The court quickly rejected the defendants’ first two arguments. In rejecting the argument that personal injury actions cannot be assigned, the court noted the differences between subrogation and assignment. Although they are similar, “assignment and subrogation remain distinct legal concepts.” Cont’l Cas. Co. v. Ryan Inc. Eastern, 974 So. 2d 368, 376 (Fla. 2008). Using this language as its vehicle, the court explained that the public policy concerns associated with assigning a personal injury claim to an unaffiliated third party are not present when the third party is the interceding insurer. With respect to the defendants’ second argument, the court noted that the defendants did not cite to any authority prohibiting an insurer from becoming subrogated to the rights of an individual or entity that it does not insure. In the absence of such authority, the court refused to prohibit Universal from bringing an action as subrogee of the Harrises.
In evaluating the defendants’ third argument, the court explained the difference between two types of subrogation: equitable and contractual. Contractual subrogation rights arise out of a contractual relationship, such as a release or an insurance policy. However, equitable subrogation rights arise by operation of law.

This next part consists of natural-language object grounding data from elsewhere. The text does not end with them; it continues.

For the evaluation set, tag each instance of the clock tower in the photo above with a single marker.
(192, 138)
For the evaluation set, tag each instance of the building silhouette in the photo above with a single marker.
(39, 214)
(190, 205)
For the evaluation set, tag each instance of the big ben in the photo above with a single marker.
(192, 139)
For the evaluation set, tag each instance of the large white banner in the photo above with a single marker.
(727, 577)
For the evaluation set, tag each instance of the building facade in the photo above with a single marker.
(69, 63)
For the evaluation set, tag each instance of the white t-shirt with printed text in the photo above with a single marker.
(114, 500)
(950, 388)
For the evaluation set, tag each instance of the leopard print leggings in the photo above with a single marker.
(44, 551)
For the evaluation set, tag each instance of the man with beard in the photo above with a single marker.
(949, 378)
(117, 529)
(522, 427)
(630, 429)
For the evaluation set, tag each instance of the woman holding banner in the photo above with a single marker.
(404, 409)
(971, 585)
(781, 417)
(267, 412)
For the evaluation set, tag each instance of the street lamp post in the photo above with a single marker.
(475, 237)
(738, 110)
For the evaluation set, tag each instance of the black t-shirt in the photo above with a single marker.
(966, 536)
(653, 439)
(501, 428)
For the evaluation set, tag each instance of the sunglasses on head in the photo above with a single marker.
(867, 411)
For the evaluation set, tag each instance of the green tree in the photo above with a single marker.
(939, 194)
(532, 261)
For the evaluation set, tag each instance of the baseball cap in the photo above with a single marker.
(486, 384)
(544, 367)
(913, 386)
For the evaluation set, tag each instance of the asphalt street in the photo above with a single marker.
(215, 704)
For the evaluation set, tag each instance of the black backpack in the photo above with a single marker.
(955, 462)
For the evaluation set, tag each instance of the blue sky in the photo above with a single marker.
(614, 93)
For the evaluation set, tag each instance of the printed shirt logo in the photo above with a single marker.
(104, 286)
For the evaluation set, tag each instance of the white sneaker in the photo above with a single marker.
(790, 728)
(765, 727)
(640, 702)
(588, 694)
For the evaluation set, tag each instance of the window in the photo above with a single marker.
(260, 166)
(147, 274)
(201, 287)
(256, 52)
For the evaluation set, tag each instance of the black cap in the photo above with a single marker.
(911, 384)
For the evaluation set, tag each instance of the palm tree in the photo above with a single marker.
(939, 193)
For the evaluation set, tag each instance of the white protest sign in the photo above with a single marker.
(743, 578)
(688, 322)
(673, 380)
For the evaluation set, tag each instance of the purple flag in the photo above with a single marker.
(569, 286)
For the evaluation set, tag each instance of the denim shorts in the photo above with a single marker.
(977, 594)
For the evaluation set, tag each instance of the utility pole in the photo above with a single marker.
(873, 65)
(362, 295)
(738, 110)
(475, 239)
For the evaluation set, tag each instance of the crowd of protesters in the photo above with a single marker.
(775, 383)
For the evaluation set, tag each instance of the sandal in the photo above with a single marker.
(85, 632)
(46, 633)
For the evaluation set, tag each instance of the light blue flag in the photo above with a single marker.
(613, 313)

The court focused on an equitable subrogation analysis in Lifetime Brands, which requires five elements: 1) the subrogee made the payment to protect its own interest; 2) the subrogee did not act as volunteer; 3) the subrogee was not primarily liable for the debt; 4) the subrogee paid the entire debt; and 5) subrogation would not work any injustice to the rights of a third party. Dade County Sch. Bd. v. Radio Station WQBA, 731 So. 2d 638, 646 (Fla. 1999).
Lifetime and WM Barr argued that Universal acted as a volunteer in making the payment, as there was no insurance contract between Universal and the Harrises obligating payment. The court reasoned that “even if the Defendants are correct that Universal had no direct or specific legal obligation to pay the Wiks’ claim against their homeowner’s insurance policy in the Harrises’ favor, Universal still had reasonable and legitimate reasons for why it felt that it must, or should, so act.” Lifetime Brands, supra, D.E. 49. The court appears to agree with Universal’s position that Universal was required to pay the claim to avoid liability in a potential bad faith insurance practice lawsuit, even though there was no contractual duty or legal judgment against it or the Wiks that formally required the payment. See West Am. Ins. Co. v. Yellow Cab Co. of Orlando, Inc., 495 So. 2d 204, 207 (Fla. 5th DCA 1986).
Throughout its opinion, the Lifetime Brands court noted that equitable subrogation is a creature of equity and that its application should be liberally applied. In making arguments against motions to dismiss in equitable subrogation cases, subrogating insurers should focus on this liberal principle as most jurisdictions consider equity the foundation of subrogation.